Lüder: Man muss sagen, dass es immer verschiedene Aspekte hat, Vor- und Nachteile. Es stimmt, dass natürlich der Patient … Es kann natürlich nicht sein, dass wenn es jetzt eine zentrale Patientenakte gibt, dass dann, sagen wir mal, ein medizinischer Fußpfleger vielleicht Zugriff hat in Zukunft auf das, was der Psychiater geschrieben hat, und in dieser Hinsicht soll im ersten Stadium der Einführung der elektronischen Patientenakte ab Januar 2021 … hat der Patient dieses Recht nicht, sondern er kann eigentlich nur alles oder nichts entscheiden, also entweder überhaupt keine elektronische Patientenakte für sich selbst oder eine, die alles für alle Zugreifenden freischaltet. Das wurde vom Datenschützer kritisiert. Dieser Kritik kann man sich nur anschließen.
Befürchtung: Schweigepflicht könnte unterlaufen werden
Armbrüster: Frau Lüder, Sie haben ja jetzt gerade ein interessantes Beispiel gebracht vom Fußpfleger, der zugreifen könnte auf die Daten des Psychiaters. Ich kann mir vorstellen, das ist doch im Sinne einer interdisziplinären Medizin sehr interessant, dass der eine Arzt auch die Ergebnisse der Kollegin oder des Kollegen mit einsehen kann und Rückschlüsse ziehen kann möglicherweise auf andere Krankheiten.
Lüder: Ja, dabei muss man natürlich sagen, wie ist es denn eigentlich heute.

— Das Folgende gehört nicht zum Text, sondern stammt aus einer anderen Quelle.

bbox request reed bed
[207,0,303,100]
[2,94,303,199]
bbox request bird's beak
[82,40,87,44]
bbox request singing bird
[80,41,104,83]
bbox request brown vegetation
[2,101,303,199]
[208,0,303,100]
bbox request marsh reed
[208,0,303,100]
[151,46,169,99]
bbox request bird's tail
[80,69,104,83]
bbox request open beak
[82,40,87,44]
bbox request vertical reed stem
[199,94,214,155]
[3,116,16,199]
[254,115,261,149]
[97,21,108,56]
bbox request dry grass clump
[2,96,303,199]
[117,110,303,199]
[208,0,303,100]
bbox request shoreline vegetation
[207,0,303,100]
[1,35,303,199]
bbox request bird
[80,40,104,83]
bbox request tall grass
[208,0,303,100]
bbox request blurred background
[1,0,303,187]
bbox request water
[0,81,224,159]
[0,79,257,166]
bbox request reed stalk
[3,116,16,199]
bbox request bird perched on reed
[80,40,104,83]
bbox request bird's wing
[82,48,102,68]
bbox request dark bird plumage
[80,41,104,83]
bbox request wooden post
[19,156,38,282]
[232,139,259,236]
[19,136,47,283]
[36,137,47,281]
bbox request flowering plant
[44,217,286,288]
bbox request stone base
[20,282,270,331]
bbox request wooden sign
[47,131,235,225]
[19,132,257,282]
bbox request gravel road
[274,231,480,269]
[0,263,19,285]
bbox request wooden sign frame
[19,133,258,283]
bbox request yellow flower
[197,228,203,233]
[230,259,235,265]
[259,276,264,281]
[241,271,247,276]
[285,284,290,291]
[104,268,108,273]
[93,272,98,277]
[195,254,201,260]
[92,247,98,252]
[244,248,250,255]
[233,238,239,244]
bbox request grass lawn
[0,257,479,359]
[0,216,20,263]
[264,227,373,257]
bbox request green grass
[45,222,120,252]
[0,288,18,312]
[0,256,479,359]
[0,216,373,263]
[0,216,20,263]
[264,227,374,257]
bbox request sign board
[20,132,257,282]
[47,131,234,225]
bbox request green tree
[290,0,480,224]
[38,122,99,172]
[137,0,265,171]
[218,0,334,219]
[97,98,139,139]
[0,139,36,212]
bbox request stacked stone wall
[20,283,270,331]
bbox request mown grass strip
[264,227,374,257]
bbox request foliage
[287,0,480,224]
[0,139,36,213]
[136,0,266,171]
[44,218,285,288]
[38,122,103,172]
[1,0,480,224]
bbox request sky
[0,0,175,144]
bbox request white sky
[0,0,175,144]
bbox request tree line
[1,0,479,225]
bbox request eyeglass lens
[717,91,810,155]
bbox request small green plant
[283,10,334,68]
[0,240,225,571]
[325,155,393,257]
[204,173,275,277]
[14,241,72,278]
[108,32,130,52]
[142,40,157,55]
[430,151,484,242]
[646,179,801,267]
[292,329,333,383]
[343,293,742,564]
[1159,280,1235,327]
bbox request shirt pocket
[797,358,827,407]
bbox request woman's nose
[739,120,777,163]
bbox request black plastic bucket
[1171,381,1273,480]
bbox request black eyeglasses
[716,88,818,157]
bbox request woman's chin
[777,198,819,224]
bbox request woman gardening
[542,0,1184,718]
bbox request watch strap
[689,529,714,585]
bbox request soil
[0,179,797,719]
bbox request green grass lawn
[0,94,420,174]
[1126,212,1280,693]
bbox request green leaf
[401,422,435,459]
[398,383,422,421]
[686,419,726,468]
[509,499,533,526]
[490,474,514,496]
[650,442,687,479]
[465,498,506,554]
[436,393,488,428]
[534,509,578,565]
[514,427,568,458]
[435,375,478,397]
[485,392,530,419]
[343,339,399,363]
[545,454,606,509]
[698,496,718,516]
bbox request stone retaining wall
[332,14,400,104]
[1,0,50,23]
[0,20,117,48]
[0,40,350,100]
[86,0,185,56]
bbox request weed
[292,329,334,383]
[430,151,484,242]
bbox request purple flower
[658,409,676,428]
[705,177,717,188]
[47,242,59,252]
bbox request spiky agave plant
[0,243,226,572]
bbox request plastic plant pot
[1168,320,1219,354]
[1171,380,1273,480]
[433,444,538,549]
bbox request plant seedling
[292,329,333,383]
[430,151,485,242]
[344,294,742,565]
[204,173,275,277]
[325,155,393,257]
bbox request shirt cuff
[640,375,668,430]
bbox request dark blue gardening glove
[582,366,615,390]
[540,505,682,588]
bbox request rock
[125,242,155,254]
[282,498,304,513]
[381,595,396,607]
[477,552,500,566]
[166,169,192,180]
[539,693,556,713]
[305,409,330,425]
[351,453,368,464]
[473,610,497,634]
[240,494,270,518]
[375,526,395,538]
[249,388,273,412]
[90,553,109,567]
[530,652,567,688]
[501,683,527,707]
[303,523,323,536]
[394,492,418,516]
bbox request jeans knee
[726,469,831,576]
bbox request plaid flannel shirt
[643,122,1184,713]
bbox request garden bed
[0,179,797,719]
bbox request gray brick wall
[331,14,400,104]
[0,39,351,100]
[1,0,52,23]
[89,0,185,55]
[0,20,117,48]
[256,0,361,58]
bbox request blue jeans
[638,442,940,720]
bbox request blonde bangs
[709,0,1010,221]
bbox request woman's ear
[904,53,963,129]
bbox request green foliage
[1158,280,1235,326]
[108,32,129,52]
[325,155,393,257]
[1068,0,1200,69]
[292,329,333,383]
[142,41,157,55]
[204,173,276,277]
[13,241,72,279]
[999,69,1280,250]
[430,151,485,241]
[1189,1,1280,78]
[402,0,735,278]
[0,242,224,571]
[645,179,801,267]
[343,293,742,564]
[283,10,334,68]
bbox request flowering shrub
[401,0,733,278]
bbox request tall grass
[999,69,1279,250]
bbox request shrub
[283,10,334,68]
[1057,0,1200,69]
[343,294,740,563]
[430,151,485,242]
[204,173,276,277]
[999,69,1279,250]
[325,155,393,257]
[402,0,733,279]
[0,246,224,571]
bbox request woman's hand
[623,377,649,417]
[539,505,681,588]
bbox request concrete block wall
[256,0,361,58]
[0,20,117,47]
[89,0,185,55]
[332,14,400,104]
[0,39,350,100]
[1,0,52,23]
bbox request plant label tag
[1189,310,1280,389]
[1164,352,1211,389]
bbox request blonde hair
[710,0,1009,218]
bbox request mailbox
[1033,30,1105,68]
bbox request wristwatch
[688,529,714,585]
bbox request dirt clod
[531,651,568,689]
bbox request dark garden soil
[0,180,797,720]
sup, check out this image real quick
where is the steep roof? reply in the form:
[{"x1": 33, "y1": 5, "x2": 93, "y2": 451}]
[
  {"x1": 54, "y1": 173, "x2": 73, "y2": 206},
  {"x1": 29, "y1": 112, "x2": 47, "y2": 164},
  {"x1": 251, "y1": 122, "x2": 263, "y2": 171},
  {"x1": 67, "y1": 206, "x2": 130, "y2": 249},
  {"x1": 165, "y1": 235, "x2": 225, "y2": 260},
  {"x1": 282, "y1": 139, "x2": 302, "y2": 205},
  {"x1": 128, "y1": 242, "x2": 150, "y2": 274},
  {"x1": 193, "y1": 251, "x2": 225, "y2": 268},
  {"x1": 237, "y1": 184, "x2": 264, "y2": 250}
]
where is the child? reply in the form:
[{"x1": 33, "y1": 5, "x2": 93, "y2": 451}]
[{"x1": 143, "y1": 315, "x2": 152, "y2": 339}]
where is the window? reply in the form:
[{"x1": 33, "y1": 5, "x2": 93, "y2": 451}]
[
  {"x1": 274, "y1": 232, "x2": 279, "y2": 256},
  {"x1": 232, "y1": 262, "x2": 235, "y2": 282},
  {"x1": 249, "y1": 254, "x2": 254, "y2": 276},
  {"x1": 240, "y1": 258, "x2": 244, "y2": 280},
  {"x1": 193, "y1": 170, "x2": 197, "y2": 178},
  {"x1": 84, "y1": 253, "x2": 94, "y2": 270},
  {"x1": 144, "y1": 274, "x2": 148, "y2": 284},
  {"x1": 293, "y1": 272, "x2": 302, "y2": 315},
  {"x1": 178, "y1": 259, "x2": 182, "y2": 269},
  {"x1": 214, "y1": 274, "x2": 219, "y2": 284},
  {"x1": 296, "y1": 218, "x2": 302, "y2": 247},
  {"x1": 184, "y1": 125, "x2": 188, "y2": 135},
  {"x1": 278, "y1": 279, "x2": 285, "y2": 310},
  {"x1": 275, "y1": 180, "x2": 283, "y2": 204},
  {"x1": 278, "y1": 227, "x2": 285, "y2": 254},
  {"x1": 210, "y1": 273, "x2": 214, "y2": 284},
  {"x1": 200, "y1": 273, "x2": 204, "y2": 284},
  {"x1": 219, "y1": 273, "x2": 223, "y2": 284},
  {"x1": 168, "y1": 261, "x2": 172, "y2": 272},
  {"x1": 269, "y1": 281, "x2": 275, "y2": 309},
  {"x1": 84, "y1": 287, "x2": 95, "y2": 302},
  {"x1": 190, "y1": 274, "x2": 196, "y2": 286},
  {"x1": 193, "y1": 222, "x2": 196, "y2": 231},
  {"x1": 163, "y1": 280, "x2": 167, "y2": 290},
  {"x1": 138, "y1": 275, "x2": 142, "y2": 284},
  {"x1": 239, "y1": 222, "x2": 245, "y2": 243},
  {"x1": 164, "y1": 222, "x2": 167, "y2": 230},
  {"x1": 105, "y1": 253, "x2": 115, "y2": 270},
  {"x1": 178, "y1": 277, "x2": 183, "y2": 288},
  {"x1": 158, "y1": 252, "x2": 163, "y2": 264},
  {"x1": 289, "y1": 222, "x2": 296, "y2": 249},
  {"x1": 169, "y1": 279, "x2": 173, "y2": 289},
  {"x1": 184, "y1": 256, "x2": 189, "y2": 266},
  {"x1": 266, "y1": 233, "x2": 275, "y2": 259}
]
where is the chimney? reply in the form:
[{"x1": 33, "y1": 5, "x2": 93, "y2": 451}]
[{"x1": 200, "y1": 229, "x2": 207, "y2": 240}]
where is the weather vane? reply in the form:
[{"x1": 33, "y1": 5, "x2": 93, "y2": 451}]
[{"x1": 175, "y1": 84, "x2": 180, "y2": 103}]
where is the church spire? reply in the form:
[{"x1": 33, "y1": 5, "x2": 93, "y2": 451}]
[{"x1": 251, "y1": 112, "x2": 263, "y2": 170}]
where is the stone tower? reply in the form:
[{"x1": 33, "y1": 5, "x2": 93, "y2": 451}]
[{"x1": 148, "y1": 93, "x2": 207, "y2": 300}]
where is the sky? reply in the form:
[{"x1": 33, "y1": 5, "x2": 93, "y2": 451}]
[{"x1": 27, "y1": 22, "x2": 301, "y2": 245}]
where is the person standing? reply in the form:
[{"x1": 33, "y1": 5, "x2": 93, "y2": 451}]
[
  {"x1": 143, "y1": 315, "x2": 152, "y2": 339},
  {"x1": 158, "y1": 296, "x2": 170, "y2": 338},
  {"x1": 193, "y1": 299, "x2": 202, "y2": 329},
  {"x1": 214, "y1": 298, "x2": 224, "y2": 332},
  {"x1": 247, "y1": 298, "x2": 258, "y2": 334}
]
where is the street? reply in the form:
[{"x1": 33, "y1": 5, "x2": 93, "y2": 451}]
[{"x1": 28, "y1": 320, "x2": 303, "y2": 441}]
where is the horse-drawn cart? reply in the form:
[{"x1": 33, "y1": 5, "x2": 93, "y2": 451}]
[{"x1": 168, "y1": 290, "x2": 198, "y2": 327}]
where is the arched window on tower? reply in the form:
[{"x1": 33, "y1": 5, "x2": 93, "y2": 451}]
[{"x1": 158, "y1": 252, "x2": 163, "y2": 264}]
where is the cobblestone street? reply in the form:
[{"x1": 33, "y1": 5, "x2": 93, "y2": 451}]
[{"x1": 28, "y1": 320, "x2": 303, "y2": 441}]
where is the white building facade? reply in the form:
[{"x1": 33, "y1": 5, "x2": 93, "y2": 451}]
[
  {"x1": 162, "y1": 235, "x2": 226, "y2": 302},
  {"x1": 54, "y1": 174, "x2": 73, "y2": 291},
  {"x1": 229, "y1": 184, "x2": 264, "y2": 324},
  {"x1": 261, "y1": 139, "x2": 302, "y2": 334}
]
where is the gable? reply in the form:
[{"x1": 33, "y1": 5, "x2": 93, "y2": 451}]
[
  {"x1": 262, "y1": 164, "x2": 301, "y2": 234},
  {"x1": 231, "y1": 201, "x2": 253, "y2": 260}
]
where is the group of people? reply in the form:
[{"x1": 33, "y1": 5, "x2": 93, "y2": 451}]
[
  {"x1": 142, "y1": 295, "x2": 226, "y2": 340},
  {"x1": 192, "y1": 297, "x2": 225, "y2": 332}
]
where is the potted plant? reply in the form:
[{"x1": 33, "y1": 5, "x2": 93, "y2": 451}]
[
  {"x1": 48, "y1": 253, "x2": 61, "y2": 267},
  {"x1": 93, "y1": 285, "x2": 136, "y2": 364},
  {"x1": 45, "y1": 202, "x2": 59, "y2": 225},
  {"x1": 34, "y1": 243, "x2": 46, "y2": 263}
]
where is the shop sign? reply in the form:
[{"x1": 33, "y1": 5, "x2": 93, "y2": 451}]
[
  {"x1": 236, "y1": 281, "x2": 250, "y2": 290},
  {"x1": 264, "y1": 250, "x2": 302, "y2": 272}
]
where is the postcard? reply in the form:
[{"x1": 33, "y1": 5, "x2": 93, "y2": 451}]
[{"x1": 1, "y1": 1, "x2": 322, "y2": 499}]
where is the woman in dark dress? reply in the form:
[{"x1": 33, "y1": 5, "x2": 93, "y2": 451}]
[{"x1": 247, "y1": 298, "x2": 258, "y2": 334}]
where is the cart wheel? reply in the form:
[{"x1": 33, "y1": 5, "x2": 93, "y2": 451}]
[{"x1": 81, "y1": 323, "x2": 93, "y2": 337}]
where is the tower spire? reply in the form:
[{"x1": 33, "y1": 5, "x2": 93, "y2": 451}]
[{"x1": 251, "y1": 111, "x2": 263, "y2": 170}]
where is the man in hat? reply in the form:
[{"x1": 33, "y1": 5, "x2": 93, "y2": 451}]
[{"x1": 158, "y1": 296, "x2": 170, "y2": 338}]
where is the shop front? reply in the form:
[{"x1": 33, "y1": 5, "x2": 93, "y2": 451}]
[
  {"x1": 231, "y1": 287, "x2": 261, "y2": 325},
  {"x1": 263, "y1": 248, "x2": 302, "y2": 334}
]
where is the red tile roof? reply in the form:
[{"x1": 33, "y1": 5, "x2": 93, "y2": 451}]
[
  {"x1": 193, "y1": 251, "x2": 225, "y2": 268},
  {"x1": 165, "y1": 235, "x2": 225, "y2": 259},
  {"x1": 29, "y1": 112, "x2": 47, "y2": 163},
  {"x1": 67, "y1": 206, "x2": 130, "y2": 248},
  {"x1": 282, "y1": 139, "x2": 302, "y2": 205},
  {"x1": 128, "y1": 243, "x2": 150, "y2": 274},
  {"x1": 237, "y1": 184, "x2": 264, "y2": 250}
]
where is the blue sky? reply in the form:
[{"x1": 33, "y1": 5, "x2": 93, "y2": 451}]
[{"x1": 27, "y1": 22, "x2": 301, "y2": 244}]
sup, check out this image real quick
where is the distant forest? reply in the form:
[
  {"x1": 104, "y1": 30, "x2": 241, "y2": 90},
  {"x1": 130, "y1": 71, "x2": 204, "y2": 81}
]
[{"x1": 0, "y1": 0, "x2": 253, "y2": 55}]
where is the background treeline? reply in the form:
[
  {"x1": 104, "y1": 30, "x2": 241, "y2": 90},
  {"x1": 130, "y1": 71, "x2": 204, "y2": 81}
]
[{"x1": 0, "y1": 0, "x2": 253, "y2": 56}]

Also es ist ja heutzutage schon so, dass wir jetzt als – ich bin ja Hausärztin in Hamburg –, dass wir natürlich von allen Fachärzten, zu denen wir die Patienten überwiesen haben, und von allen Kliniken und von alle Pflegediensten schon die Informationen bekommen, und die sammeln wir auch jetzt schon, und wir haben in unserer Praxis eine langjährige elektronische Patientenakte seit 1993. Wir sind sozusagen … die Datenhaltung wird dort schon zentralisiert, und wir geben natürlich den Patienten alle Unterlagen wieder mit, damit sie mit diesen Unterlagen dann auch zu einem anderen Arzt gehen können. Also es ist nicht so, dass es da bisher keine Kommunikation und keine Vernetzung gäbe. Die gibt es eigentlich schon. Natürlich ist es interessant, aber es muss natürlich immer in der Hand des Versicherten sein. Die Akte, die jetzt von Herrn Spahn geplant wird, hat ein großes Problem: Es gibt praktisch keine zentralisierte Arztakte mehr, auf die man sich total verlassen kann, sondern die geplante elektronische Patientenakte sieht so aus, dass es alles über das Handy läuft, dann wird das von den Krankenkassen angeboten, es wird aber gespeichert bei privaten Firmen und befindet sich damit nicht mehr unter unserer Schweigepflicht. Wenn wir so eine Akte über das Patientenhandy, wo wir im Grunde im Moment auch überhaupt nicht wissen, wie das technisch und praktisch wirklich laufen soll, dass wir darauf zugreifen können, dann sehen wir nur einen Teil dessen, was vielleicht wirklich passiert ist, weil der Patient kann einstellen oder rauslöschen. Das heißt, diese Akte ist nicht vollständig. Das ist in gewisser Hinsicht für die Behandlung ein Problem.